I fumed. This was not fair play.
While I had specifically shelled out a few hundred to sit in the fifth row for this concert, I could not comprehend why I had been forced to remain standing behind rows upon rows of rambunctious, ill-mannered citizens simply to gape at the group's performances between bobbling heads, shaky hands, and a sea of low quality LED screens.
WHY HAD SECURITY NOT ENFORCED THIS TREACHERY?!?!?
I missed out the solo performances.
I couldn't see what happened on the stage.
I wasn't able to make out the members expressions through the few gaps I was peering through.
Instead, I found myself standing in a rundown theatre, with a solid, screaming barrier of electronic recording devices that had no place in a concert hall.
I had paid to see one of my favourite groups perform in front of my very eyes, not to witness the barricading of the stage for the sake of obtaining fancams to post on the Internet.
This was a concert, an experience only capable to be fully enjoyed upon interaction between the audience and the performer.
For the first time in my endless history of concert participation, I questioned why I had even bothered to attend.

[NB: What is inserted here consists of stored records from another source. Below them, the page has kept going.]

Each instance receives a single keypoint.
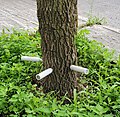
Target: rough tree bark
(58, 23)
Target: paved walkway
(22, 14)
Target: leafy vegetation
(100, 94)
(94, 20)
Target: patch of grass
(100, 96)
(94, 20)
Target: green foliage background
(100, 94)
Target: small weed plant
(100, 94)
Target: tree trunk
(58, 23)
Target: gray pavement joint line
(14, 20)
(106, 27)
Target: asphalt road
(109, 9)
(22, 14)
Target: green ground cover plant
(100, 89)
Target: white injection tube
(44, 73)
(28, 58)
(79, 69)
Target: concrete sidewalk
(22, 14)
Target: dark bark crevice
(58, 26)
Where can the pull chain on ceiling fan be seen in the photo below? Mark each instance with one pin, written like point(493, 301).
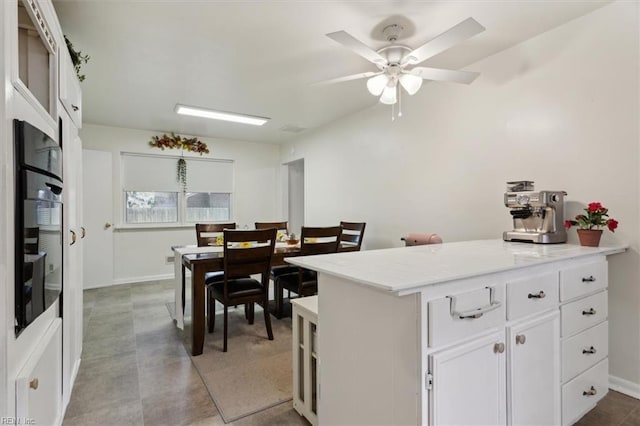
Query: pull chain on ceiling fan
point(397, 63)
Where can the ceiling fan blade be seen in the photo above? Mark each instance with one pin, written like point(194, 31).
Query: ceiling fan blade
point(357, 46)
point(439, 74)
point(347, 78)
point(464, 30)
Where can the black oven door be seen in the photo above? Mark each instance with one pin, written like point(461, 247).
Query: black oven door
point(41, 281)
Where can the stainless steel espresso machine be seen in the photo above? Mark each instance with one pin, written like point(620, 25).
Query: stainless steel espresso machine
point(538, 216)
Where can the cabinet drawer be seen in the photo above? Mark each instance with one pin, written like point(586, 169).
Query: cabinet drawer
point(583, 350)
point(531, 295)
point(583, 279)
point(584, 313)
point(582, 393)
point(456, 317)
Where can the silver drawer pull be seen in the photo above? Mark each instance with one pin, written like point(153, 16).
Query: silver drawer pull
point(473, 313)
point(539, 295)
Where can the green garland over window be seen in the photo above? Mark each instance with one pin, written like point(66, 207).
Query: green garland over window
point(178, 142)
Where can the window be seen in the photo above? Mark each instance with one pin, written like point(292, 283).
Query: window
point(208, 207)
point(151, 207)
point(152, 194)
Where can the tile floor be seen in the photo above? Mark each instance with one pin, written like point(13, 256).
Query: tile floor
point(136, 371)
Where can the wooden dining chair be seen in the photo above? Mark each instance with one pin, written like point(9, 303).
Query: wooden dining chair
point(352, 235)
point(207, 235)
point(304, 282)
point(276, 271)
point(246, 252)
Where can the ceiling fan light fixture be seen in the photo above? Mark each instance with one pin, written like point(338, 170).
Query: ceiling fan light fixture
point(376, 84)
point(389, 95)
point(411, 83)
point(220, 115)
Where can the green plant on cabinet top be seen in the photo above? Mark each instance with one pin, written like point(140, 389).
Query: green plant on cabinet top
point(77, 58)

The concert itself was breathtaking. It was unreal to witness the boys of B.A.P sing and dance in such close proximity. Since their performance at The Warfield in San Francisco, the group has matured significantly. Their performances this time had been shifted to fan interaction; through the selection of their newer, more carefree songs, as well as reduced intensity of dance segments, the six members were able to reserve energy to put towards maintaining smiles and cheerful dispositions as the show progressed.

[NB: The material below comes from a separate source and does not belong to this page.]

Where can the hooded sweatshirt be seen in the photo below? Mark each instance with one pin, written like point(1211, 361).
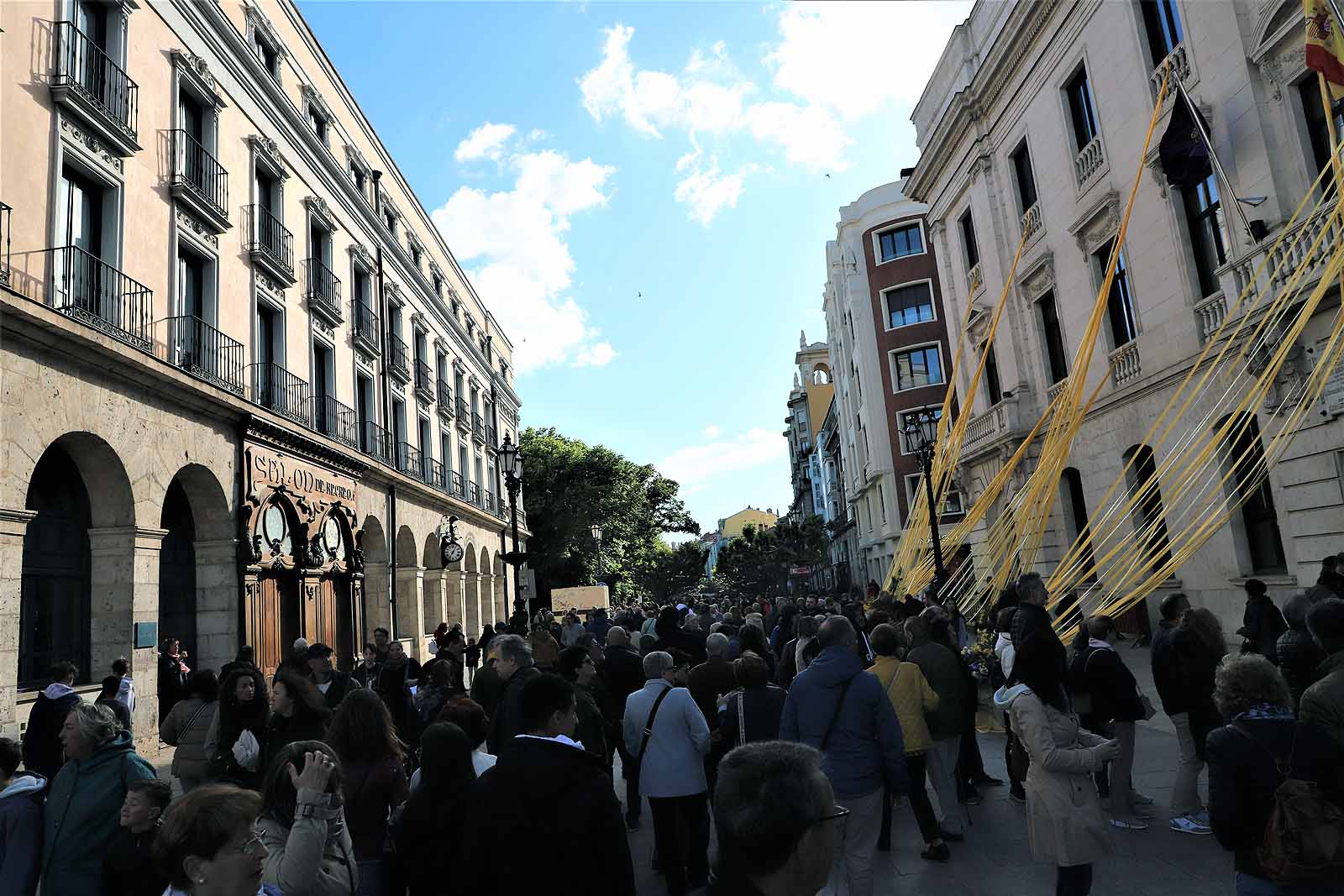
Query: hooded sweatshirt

Of course, I was nowhere thrilled when I discovered that Zelo's dance solo involved interactions with the floor of the stage, as the phone camera-barrier had shielded it completely from view. Even those from the more economically-priced balcony levels were capable of seeing the segment without obstructions, yet my viewing rights had been forcefully removed by the other attendees.

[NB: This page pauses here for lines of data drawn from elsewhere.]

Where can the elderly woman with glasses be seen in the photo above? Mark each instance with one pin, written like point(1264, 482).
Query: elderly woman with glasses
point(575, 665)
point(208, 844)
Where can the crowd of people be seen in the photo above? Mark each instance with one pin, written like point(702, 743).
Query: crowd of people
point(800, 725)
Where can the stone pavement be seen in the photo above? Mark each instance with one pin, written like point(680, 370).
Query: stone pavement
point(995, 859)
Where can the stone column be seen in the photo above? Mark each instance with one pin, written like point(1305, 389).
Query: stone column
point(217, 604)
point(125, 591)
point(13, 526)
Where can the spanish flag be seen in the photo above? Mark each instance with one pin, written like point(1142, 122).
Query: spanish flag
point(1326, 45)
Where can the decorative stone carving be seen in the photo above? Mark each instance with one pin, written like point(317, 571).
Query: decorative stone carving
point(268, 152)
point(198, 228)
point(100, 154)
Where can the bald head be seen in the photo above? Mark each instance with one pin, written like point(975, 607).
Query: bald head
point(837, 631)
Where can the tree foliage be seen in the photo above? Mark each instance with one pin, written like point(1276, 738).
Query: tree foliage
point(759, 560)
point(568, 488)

Lo and behold, the boys of B.A.P were standing right there! In one of the narrowest hallways I've ever sauntered through so confused, they were there, giving out high-fives to fans while being separated by, for lack of better terminology, lineup poles.
It could have undeniably been one of the most wonderfully fleeting moments of my life, yet I had been utterly confused to the point where I can't even recall the members' faces. Likewise, they had probably been equally confused.
I mean, wide-eyed teenage girls were being rushed by them in a blur of high fives - who wouldn't be?
The moment had concluded before I even became aware of my surroundings, and all I could remember was someone trying to snatch my phone and thrust me forward for hand-shaking instead of high-fives.
Talk about some lovely organizational skills.
As a concluding statement, I can truthfully declare the following:
I have never attended a concert so poorly planned as such. From the ticket sales to seating arrangements to enforcing discipline among fans, to organizing a simple high-touch event, KpopMe's supposed hard work and much-endured efforts resulted in nothing more than a repulsively disorganized meetup.
The lack of properly executed planning was an exhibit of utter disgrace to a group of insurmountable popularity such as B.A.P, and an even bigger disappointment to those that purchased tickets in hopes of being able to properly enjoy their performance without interference.
I'm not complaining; I'm simply stating the facts.